Workers admit to being habitually late for work: Report
Does your morning routine typically involve hitting the snooze button and then scrambling to get out the door?
A new Careeerbuilder survey reveals that 16% of workers arrive late to work at least once a week. What's worse, almost one-in-ten admit to showing up late at least twice a week.
Actual reasons for being tardy vary from worker to worker, traffic is the main culprit with close to one-third (32%) of workers claiming it caused their tardiness. Nearly a quarter (24%) point to lack of sleep, while seven percent pin the blame on getting their kids ready for school or day care.
Many tardy people tend to be both optimistic and unrealistic, says Diana DeLonzor, author of “Never Be Late Again”, and this affects their perception of time.
Tardy people tend to think that they can make up for their lateness by working extra hours, she says, but all they usually do is leave a bad impression that can damage a career – even in jobs where schedules are more flexible.
And the consequences of not showing up on time can be dire: Roughly one third (34%) of employers claim that they fired at least one employee for being late.
Despite this, being late for work clearly stimulates some people’s creative juices. Here are a few of more outlandish excuses CareerBuilder has unearthed recently.

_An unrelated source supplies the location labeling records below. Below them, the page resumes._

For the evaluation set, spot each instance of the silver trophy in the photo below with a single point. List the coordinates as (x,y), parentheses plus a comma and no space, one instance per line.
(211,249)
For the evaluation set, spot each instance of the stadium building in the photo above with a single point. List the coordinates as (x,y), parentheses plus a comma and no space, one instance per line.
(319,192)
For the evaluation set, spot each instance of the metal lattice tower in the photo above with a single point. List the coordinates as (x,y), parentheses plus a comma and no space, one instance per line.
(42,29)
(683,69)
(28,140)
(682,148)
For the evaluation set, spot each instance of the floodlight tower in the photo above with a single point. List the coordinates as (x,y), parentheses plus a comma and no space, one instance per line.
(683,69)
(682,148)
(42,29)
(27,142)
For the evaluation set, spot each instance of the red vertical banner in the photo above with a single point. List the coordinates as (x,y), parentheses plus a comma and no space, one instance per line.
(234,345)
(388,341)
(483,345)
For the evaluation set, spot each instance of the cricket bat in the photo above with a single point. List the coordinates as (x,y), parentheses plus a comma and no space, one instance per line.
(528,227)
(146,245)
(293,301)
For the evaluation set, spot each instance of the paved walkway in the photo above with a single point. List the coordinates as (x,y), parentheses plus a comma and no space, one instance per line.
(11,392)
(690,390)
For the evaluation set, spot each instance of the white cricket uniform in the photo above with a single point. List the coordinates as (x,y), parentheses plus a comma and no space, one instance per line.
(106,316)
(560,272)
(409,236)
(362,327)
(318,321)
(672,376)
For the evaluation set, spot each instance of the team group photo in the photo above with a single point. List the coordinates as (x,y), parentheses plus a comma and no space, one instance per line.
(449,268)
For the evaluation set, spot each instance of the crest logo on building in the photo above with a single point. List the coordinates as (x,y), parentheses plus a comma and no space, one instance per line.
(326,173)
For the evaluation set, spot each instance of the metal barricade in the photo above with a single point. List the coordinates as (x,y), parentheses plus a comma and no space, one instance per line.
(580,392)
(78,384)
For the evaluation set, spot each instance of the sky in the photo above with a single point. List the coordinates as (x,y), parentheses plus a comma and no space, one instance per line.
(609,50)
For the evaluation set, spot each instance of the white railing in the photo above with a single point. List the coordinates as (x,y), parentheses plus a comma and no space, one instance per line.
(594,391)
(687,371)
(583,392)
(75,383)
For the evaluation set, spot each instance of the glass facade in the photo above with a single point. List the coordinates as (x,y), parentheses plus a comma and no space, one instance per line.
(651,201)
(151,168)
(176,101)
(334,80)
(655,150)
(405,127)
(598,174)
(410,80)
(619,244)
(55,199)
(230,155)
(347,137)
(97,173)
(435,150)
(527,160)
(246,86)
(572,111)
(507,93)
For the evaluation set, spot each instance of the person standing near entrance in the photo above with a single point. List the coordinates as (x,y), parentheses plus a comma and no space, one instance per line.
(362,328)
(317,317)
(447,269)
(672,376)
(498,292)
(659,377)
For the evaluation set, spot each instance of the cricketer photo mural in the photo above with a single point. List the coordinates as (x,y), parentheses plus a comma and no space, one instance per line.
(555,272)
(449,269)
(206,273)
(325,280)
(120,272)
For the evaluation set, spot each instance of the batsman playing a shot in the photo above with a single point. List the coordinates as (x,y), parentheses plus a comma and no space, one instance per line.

- I got mugged and was tied to the steering wheel of my car.
- My deodorant was frozen to the window sill.
- My car door fell off.
- It was too windy.
- I thouht I was already at work.
- I had to go to the hospital because I drank antifreeze.
- I had an early morning gig as a clown.
Are you usually on time for work? What do you say when you're not? What's the most wild excuse you've heard from others?